The Threat of Terror in Massachusetts - Americans and ISIS
Monday, December 07, 2015
As GoLocalWorcester outlined last week, there have been a significant number of Massachusetts linked terrorists. Massachusetts was hit with one of America’s most hideous and infamous terror attacks when the Boston Marathon was bombed by two Massachusetts residents. Dzhokhar and Tamerlan Tsarnaev were both educated in Massachusetts and had lived in the Commonwealth for nearly a decade.
ISIS and Westerners
The relationship between Westerners and ISIS is far deeper than may be previously known.
Both the Paris attack and the San Bernardino mass shootings were perpetrated by individuals who lived in the respective country - legally.
A study by New America has unveiled a number of chilling trends between the relationship between western-based ISIS. In Massachusetts, David Daoud Wright of Everett was indicted in June on a charge of conspiracy to provide material support to ISIS.
The number of Americans killed from terrorist attacks in the United States post-9/11 is approximately the same as the number of people killed by white supremacists.

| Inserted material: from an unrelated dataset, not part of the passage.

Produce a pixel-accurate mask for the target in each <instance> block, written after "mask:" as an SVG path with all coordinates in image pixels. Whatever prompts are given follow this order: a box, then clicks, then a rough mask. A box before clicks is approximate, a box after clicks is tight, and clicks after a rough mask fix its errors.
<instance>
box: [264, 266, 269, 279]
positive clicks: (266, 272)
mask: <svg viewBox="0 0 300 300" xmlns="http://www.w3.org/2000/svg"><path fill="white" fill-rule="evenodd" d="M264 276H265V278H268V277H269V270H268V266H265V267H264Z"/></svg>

Terrorists have killed 45 and supremacists 48 claims New America.
But, the impact of ISIS on America and the number of Americans and other Westerners in supporting ISIS
•Western fighters in Syria and Iraq represent a new demographic profile, quite different from that of other Western militants who had fought in Afghanistan in the 1980s or Bosnia in the 1990s.

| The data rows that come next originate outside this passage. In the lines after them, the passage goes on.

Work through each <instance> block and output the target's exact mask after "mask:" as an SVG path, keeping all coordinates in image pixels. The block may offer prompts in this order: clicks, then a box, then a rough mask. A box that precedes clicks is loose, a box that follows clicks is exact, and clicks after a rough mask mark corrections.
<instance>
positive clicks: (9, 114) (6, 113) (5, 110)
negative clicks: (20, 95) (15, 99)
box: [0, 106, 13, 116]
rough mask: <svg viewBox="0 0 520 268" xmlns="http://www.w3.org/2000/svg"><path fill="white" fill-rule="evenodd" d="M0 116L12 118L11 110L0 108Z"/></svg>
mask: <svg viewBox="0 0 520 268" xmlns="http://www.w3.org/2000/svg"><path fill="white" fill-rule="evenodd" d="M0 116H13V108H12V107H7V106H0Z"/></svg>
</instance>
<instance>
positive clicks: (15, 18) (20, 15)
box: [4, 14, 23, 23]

•Women are represented in unprecedented numbers. One in seven of the individuals in New America’s dataset are women. Women were rarely if at all represented among militants in previous jihadist conflicts.
•They are young. The average age for individuals in New America’s dataset is 24. For female recruits, the average age is 21. Almost one-fifth of New America’s sample are teenagers, more than a third of whom are female.
•They are active online. Almost a third of the foreign fighters in New America’s dataset were reported either to have been active in online jihadist circles or to have radicalized via interaction online. However, there continue to be cases of in-person recruitment.
•Many have familial ties to jihadism. One-third of Western fighters have a familial connection to jihad, whether through relatives currently fighting in Syria or Iraq, marriage, or some other link to jihadists from prior conflicts or attacks. Of those with a familial link, almost two-thirds have a relative fighting in this conflict and almost one-third are connected through marriage, many of them new marriages conducted after arriving in Syria.
•The United States will have to remain aware of the threat from non-American returnees - many of whom come from countries that are part of the United States’ visa waiver program.
•ISIS-inspired violence will pose the most likely threat to the United States.